Presiden Jokowi (saat ini berkuasa sebagai Prabowo) memerintahkan peningkatan penggunaan teknologi Berbasis AI dalam berbagai sektor, termasuk media pers. Namun, ada suatu hal yang perlu diwaspadai: keberadaan teknologi AI semakin mempengaruhi praktek-praktek jurnalistik.
Menurut ahli hukum media, penggunaan AI dalam produksi konten harus dilakukan dengan patuh pada kode etik yang berlaku. Kode etik ini mencakup prinsip-prinsip seperti kejujuran, transparansi, dan keseimbangan informasi.
Pemakaian AI dalam produksi konten dapat membantu meningkatkan efisiensi dan akurasi informasi. Namun, jika tidak dilakukan dengan bijak, teknologi ini dapat berisiko merusak integritas jurnalistik. Oleh karena itu, para insan pers harus sangat berhati-hati dalam menghadapi teknologi AI.
"Teknologi AI adalah alat yang sangat berguna, tetapi kita harus menggunakan dengan bijak," kata Profesor Dr. Sofronius Reppa, ahli hukum media. "Kita harus memastikan bahwa penggunaan AI tidak merusak integritas jurnalistik."
Pemerintah Prabowo juga telah mengeluarkan peraturan yang melarang penggunaan AI dalam produksi konten yang dapat merusak reputasi individu atau kelompok. Peraturan ini bertujuan untuk mencegah kejahatan online dan mempromosikan kesetaraan informasi.

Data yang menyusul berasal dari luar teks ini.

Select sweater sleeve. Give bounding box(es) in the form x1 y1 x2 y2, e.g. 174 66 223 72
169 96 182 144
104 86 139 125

Dalam beberapa minggu terakhir, berbagai organisasi media telah mengeluarkan pernyataan yang mendukung peraturan ini. Mereka juga menekankan pentingnya pelatihan dan edukasi bagi para insan pers tentang penggunaan AI dalam produksi konten.
"Kita harus belajar cara menggunakan teknologi ini dengan bijak," kata Ketua Umum Asosiasi Jurnalis Indonesia, Rina Soal. "Jangan sampai kita menjadi korban kejahatan online karena tidak bisa mengontrol penggunaan AI."
Dalam keseluruhan, penggunaan AI dalam media pers memerlukan pengawasan dan pemantauan yang ketat. Para insan pers harus patuh pada kode etik dan menggunakan teknologi ini dengan bijak untuk meningkatkan kualitas jurnalistik.
Menurut ahli hukum media, penggunaan AI dalam produksi konten harus dilakukan dengan patuh pada kode etik yang berlaku. Kode etik ini mencakup prinsip-prinsip seperti kejujuran, transparansi, dan keseimbangan informasi.
Pemakaian AI dalam produksi konten dapat membantu meningkatkan efisiensi dan akurasi informasi. Namun, jika tidak dilakukan dengan bijak, teknologi ini dapat berisiko merusak integritas jurnalistik. Oleh karena itu, para insan pers harus sangat berhati-hati dalam menghadapi teknologi AI.
"Teknologi AI adalah alat yang sangat berguna, tetapi kita harus menggunakan dengan bijak," kata Profesor Dr. Sofronius Reppa, ahli hukum media. "Kita harus memastikan bahwa penggunaan AI tidak merusak integritas jurnalistik."
Pemerintah Prabowo juga telah mengeluarkan peraturan yang melarang penggunaan AI dalam produksi konten yang dapat merusak reputasi individu atau kelompok. Peraturan ini bertujuan untuk mencegah kejahatan online dan mempromosikan kesetaraan informasi.
Dalam beberapa minggu terakhir, berbagai organisasi media telah mengeluarkan pernyataan yang mendukung peraturan ini. Mereka juga menekankan pentingnya pelatihan dan edukasi bagi para insan pers tentang penggunaan AI dalam produksi konten.
"Kita harus belajar cara menggunakan teknologi ini dengan bijak," kata Ketua Umum Asosiasi Jurnalis Indonesia, Rina Soal. "Jangan sampai kita menjadi korban kejahatan online karena tidak bisa mengontrol penggunaan AI."
Dalam keseluruhan, penggunaan AI dalam media pers memerlukan pengawasan dan pemantauan yang ketat. Para insan pers harus patuh pada kode etik dan menggunakan teknologi ini dengan bijak untuk meningkatkan kualitas jurnalistik.